SW: Yeah. We knew each other, we were friends from the same city. It was very interesting, I’m not a big fan of artist co-operations, it’s difficult to share your point of view and to share your space and to compromise. I’m not a big fan of it. But I must say from the very beginning, I was quite calm that we would find a good way to speak a common language. We put a lot of stuff in the trash! It was difficult because it meant we were working together for a long time, but I felt confident because if we could both say that something wasn’t good enough, then we can find out what’s good together. When we got to Reykjavik, we only needed three or four days, we just needed to stay together for a short period of time. It was a very fast recording.
PK: It was intense. Before we went to Iceland we were both just sitting at home sending stuff back and forth. But it wasn’t working and it was more like doing our own solo material and trying to fit it to this project. We went to Iceland and rented a studio, which belongs to Ólafur Arnalds, which was well equipped with piano and synths and a beautiful view of the harbour and Mount Esja, a stunning place. There was not a lot of recording, it was more about spending time together. Once we started, the tracks were ready very quickly.
Do people need to know the film to listen to the music?
PK: No. Totally not.
SW: This is not the score for the film. The film was just the beginning of the writing. Our music is more about the mood of the North, about Nanook as a person, about us and about our relationship with nature.
It’s more inspired by the film than an actual soundtrack?
PK: Totally. Sometimes we don’t show the movie at the concerts.

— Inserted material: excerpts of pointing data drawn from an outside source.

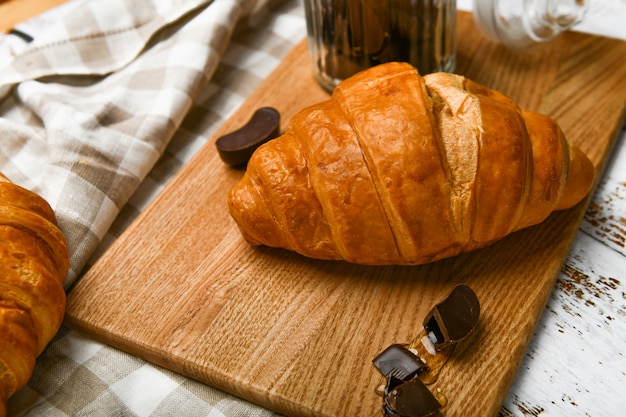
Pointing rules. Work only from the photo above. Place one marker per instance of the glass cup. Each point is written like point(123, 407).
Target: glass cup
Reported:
point(346, 36)
point(522, 24)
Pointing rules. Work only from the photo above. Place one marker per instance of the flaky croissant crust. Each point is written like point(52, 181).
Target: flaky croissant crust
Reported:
point(396, 168)
point(34, 261)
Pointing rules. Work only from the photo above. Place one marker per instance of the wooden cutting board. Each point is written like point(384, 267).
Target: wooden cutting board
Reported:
point(180, 287)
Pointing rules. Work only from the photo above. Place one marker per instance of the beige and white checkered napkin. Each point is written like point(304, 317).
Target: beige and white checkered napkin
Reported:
point(89, 107)
point(100, 146)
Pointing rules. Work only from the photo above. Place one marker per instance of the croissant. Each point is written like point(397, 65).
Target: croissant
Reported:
point(34, 261)
point(396, 168)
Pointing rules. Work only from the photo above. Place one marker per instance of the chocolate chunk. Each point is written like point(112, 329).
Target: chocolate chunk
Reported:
point(409, 399)
point(454, 318)
point(399, 362)
point(237, 147)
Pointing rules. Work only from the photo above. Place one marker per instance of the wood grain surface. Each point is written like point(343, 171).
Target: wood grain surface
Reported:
point(182, 289)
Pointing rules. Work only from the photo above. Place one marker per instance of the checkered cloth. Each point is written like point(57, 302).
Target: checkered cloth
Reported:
point(96, 115)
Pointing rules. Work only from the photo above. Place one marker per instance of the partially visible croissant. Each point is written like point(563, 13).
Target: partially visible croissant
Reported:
point(34, 261)
point(396, 168)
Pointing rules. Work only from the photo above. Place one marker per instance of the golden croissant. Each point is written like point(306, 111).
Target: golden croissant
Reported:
point(34, 261)
point(396, 168)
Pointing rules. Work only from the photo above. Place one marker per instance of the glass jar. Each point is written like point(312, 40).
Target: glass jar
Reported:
point(346, 36)
point(520, 24)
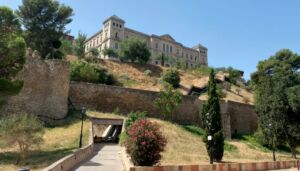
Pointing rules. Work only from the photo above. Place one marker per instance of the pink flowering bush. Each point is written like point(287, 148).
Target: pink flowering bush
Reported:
point(144, 143)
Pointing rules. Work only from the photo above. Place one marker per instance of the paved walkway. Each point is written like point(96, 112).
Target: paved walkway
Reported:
point(107, 158)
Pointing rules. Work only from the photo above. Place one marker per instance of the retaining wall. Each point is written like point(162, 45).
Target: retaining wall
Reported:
point(237, 117)
point(45, 91)
point(260, 166)
point(68, 162)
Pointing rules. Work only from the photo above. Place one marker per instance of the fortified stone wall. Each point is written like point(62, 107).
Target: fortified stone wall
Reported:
point(237, 118)
point(45, 91)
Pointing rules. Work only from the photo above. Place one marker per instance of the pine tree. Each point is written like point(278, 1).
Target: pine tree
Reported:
point(212, 122)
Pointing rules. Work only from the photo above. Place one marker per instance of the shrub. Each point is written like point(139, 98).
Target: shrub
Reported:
point(132, 117)
point(246, 99)
point(145, 142)
point(22, 129)
point(168, 101)
point(172, 77)
point(86, 72)
point(147, 72)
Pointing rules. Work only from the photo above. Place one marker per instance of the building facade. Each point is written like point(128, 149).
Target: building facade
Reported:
point(162, 48)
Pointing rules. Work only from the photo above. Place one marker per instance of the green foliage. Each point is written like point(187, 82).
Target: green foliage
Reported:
point(211, 117)
point(132, 117)
point(145, 142)
point(194, 129)
point(230, 148)
point(12, 53)
point(293, 95)
point(66, 47)
point(134, 50)
point(86, 72)
point(22, 129)
point(172, 77)
point(44, 22)
point(147, 72)
point(201, 70)
point(168, 101)
point(80, 45)
point(94, 52)
point(275, 85)
point(110, 52)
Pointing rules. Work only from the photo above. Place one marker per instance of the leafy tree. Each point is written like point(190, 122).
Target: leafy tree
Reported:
point(110, 52)
point(134, 50)
point(80, 45)
point(276, 86)
point(12, 53)
point(22, 129)
point(44, 22)
point(172, 77)
point(212, 121)
point(133, 117)
point(168, 101)
point(94, 52)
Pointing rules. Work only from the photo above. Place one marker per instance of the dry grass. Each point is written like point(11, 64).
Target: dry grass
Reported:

And are you going to work together again?
PK: Yeah. We will make a second record with the same label, Denovali, which is a pretty nice label. We like the group of artists that work with them.
And will it be based on a film again?
PK: No. We want to do something a bit different, not to be stuck with a film. Of course, the name of the project is Nanook Of The North, but it’s just the name. The next piece will be totally different and abstract.